All of lore.kernel.org
 help / color / mirror / Atom feed
* [patch 8/12] reduced buffer layer locking
@ 2002-08-10  0:57 Andrew Morton
  0 siblings, 0 replies; only message in thread
From: Andrew Morton @ 2002-08-10  0:57 UTC (permalink / raw)
  To: Linus Torvalds; +Cc: lkml



lockmeter instrumentation shows that during a 60-second write to four
disks the kernel takes 12,000,000 spinlocks.  It wrote 1,000,000 pages.

The kernel is taking a spinlock once per 10,000 instructions.  That
seems to be quite a lot.  And it's not counting the 7,000,000 rwlocks. 
And lockmeter doesn't count the buslocked operations which arise from
semaphores or bitops.

3,000,000 of those spinlocks are pagemap_lru_lock.  The patches which
I'm working on against that lock reduce its count to 90,000.

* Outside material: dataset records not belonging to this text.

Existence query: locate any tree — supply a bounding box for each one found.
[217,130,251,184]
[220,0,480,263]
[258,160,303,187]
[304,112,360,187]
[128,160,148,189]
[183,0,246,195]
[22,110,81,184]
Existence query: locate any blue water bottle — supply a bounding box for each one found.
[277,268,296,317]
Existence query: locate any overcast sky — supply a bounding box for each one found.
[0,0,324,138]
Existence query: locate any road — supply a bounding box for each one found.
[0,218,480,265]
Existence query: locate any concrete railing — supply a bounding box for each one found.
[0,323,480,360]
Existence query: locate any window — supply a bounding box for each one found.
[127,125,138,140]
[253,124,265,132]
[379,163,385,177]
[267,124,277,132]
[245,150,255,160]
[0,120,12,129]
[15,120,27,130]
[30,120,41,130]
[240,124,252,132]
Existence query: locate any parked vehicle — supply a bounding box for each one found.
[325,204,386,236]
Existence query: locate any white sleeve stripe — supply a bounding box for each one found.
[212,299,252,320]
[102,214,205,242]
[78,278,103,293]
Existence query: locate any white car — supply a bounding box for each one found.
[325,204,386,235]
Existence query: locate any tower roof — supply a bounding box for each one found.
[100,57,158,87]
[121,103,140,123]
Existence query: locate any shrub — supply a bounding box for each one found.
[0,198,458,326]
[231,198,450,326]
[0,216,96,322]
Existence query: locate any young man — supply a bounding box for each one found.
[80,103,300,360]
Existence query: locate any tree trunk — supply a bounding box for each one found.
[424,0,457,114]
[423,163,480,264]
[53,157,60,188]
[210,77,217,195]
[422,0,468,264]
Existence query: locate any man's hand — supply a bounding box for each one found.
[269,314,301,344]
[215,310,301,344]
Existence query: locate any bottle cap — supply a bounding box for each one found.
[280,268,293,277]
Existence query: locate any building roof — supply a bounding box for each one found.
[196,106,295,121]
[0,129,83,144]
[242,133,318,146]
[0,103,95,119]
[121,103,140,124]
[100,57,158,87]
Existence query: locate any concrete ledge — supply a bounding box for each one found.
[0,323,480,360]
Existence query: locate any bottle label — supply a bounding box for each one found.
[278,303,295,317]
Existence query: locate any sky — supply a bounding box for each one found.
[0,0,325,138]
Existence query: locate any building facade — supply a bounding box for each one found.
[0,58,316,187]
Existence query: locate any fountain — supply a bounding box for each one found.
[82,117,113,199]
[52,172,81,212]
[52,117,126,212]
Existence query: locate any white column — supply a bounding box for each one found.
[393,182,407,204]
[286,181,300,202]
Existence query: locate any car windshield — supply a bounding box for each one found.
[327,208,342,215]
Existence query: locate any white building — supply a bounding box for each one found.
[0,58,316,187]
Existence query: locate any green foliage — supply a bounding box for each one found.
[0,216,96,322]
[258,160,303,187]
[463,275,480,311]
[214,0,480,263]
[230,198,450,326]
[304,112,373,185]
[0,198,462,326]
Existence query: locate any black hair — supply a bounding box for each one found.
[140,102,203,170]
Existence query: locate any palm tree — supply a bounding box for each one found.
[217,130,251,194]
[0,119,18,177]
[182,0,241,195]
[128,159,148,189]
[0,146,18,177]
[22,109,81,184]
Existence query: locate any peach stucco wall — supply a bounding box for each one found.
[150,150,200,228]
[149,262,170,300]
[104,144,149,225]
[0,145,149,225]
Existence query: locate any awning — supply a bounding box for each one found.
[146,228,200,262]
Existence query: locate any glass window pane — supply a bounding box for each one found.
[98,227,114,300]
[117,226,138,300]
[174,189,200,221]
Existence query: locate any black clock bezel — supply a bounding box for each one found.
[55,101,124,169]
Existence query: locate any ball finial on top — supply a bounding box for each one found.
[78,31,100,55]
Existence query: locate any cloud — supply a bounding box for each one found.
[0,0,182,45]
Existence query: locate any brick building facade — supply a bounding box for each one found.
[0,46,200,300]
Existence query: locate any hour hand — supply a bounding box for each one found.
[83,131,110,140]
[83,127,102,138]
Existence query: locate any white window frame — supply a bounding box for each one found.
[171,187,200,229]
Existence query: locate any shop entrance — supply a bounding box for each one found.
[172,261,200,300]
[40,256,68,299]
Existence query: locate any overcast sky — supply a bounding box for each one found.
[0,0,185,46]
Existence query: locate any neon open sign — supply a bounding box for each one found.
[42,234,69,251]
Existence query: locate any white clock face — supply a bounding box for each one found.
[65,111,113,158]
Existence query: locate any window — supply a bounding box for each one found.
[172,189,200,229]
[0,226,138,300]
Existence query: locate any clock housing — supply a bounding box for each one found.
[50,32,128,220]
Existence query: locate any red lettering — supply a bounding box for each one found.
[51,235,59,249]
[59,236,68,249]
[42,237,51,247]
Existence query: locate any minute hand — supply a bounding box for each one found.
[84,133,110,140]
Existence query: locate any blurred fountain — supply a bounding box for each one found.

Of the remaining 9,000,000 spinlockings, 3,000,000 are in
__find_get_block (getblk).

This patch removes the locking from __find_get_blocks(), so we're down
to 6,000,000.

The locking in __find_get_block() is only needed to protect against
invalidate_bh_lrus(), which is called at unmount and ioctl(BLKFLSBUF).

Remove the spinlocks and use a cross-CPU call to perform the
invalidate.  Protect against that with a local_irq_disable() in the
fastpath.

This assumes that local_irq_disable() is cheaper than a lock.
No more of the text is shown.